What instills trust in humans is not always easy to define. I see trust as the intersection of three components: (1) transparency in provider practices, (2) meaningful engagement with customers, and (3) ethics, that is, focusing on doing the right thing. As it relates to the first component, many organizations are starting to maintain a trust section of their website where they seek to offer greater transparency to customers about their practices. Often visitors will find explanations of how the organization uses data, they share it with, and a code of principles that guide their uses of data on the trust section of the organization’s website which ties into the second component. Trust forms the foundation for effective communication and customer retention and is maintained by small actions over time. It is not so much a matter of technique as it is a reflection of character. Organizations that seek to do business in a truthful, straightforward and authentic way, as opposed to a slick website and expertly-crafted communications that are deceptive, will win over customer trust which is really the essence of the third component of trust.

Further complicating matters in the realm of healthcare, trust has been significantly undermined by imperfect security and privacy measures. Most consumers have lived through a major healthcare data breach and, moreover, many are used to being asked to sign privacy notices often at the time of requiring medical treatment. Not only are patients often incapable of identifying when these notices may mislead them on the uses of their data, they are in no position to dispute the terms of such a notice when it is a pre-condition of receiving medical care. Consumer confidence in the healthcare is at a low given the failure of most healthcare organizations to maintain a semblance of basic trust as it relates to the three pillars described above.

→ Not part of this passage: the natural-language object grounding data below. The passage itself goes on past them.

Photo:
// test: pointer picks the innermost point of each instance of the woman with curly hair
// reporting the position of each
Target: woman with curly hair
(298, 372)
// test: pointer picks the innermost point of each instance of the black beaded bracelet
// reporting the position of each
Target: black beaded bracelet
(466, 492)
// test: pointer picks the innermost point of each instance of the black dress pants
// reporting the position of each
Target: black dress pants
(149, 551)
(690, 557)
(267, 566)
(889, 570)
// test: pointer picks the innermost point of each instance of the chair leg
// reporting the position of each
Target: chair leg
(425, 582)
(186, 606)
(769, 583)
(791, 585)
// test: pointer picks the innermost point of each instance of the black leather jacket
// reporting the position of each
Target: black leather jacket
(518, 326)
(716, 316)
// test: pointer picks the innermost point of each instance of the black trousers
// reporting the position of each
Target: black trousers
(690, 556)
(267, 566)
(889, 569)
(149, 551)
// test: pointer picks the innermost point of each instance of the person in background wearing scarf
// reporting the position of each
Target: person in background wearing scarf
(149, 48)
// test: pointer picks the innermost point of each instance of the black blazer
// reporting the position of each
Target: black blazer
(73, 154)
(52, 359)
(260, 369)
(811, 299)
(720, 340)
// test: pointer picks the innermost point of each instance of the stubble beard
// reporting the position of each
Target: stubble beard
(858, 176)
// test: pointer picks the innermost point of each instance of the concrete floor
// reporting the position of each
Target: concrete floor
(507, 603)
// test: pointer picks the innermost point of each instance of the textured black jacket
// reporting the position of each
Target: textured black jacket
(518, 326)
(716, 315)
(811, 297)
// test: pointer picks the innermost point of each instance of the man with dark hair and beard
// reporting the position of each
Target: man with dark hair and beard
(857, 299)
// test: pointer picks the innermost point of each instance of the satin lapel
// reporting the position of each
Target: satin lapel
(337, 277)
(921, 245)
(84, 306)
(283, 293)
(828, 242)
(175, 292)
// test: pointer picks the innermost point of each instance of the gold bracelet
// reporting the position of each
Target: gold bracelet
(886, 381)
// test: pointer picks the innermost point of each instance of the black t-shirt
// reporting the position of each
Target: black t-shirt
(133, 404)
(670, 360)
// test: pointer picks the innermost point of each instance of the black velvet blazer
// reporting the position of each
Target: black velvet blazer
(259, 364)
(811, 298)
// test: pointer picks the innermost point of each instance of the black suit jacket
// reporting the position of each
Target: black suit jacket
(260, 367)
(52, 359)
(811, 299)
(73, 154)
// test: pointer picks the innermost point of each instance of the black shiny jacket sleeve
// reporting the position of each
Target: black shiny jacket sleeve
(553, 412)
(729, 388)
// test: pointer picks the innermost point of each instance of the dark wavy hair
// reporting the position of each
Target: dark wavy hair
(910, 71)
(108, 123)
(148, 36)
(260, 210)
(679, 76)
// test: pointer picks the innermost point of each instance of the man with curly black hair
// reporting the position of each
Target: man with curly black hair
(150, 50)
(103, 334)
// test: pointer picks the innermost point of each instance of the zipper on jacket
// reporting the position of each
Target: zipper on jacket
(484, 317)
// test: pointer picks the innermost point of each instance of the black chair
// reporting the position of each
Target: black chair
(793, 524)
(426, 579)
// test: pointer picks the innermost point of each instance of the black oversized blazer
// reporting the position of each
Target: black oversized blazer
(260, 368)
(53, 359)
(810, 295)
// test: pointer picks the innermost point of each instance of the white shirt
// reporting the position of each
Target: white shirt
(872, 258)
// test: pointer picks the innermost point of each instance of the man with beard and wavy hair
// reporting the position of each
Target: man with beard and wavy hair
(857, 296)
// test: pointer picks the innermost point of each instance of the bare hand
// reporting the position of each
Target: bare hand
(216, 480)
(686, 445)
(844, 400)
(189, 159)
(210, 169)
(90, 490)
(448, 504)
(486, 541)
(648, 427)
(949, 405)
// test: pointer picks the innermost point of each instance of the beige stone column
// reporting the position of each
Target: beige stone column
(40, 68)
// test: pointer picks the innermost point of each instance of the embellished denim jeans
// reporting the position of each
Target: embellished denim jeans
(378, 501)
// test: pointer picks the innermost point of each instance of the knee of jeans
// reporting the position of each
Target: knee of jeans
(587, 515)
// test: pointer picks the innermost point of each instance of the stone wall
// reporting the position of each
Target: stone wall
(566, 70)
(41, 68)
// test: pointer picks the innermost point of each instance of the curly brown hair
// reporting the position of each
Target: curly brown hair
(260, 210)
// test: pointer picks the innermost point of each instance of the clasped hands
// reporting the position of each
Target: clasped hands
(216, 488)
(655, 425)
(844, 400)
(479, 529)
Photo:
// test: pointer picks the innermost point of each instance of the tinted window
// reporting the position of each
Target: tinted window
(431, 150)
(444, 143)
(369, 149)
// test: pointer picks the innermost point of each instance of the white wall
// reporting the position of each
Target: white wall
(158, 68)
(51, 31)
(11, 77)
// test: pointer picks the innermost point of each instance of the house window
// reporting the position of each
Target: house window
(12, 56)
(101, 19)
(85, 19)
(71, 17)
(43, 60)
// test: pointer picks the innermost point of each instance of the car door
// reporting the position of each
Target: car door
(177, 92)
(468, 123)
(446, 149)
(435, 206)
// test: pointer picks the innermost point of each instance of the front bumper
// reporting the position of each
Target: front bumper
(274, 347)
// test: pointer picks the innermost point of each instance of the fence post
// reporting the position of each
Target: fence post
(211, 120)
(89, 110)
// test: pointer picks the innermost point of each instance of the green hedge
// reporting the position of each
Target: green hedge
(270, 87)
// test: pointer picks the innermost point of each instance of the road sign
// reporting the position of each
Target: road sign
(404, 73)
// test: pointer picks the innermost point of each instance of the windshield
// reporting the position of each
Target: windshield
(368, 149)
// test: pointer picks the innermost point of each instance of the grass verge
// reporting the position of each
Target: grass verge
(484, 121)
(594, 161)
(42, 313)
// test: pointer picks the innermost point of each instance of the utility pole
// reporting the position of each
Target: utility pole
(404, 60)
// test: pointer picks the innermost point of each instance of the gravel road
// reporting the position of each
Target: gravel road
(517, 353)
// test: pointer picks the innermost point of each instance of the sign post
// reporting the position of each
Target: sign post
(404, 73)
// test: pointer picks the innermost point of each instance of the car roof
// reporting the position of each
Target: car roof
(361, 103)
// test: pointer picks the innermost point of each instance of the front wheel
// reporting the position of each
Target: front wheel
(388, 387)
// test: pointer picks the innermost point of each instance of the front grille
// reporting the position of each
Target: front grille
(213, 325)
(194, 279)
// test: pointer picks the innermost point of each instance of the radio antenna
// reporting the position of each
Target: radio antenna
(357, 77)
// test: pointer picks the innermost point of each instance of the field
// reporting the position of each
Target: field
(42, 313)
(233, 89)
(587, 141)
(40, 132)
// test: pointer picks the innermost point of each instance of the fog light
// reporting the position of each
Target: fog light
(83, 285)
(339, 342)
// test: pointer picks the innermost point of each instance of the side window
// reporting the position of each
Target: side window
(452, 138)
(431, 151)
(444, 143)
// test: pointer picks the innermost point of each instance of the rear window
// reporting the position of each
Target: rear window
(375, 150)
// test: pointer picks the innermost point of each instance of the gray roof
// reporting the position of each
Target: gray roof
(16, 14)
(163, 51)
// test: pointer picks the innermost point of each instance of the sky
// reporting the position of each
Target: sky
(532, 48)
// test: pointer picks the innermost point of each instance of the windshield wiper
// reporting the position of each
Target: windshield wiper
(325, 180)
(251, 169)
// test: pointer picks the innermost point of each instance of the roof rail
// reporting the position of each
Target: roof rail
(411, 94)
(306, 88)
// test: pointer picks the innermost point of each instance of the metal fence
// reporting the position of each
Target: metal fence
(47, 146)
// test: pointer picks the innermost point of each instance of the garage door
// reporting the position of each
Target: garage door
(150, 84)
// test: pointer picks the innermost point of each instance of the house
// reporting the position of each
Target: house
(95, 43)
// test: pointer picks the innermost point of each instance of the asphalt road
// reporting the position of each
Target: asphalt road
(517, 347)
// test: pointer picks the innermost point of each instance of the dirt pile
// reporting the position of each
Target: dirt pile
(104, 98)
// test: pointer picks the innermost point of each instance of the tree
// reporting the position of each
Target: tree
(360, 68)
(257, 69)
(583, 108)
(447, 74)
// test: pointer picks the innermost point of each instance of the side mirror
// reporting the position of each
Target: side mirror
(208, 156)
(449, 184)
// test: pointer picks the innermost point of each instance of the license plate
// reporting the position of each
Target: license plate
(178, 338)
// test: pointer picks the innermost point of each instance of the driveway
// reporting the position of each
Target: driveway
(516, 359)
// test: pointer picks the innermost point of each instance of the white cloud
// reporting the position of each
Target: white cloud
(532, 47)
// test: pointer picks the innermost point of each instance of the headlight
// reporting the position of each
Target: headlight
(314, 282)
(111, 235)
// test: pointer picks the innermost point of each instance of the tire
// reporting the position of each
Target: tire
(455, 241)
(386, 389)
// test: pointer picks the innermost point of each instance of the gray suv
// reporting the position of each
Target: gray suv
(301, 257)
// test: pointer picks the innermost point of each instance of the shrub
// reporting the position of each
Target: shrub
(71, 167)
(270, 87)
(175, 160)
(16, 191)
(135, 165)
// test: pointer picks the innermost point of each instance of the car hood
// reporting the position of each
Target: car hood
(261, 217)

However, the opportunity remains for the industry to galvanize and bring about a new code of trust. A code that, beyond regulatory measures, provides a consistent set of provider practices on how medical data can be used and what anonymization techniques should be applied. Such a code should be built with consumer-digestible explanations and be accompanied by a code of ethics that should span all parts of the supply chain ranging from insurers to hospitals to those that seek to build new services based on medical data. Trust is the cornerstone, the foundation, for everything that an organization or an industry wants to become in the future. My advice to the healthcare industry: take time to lay the groundwork well!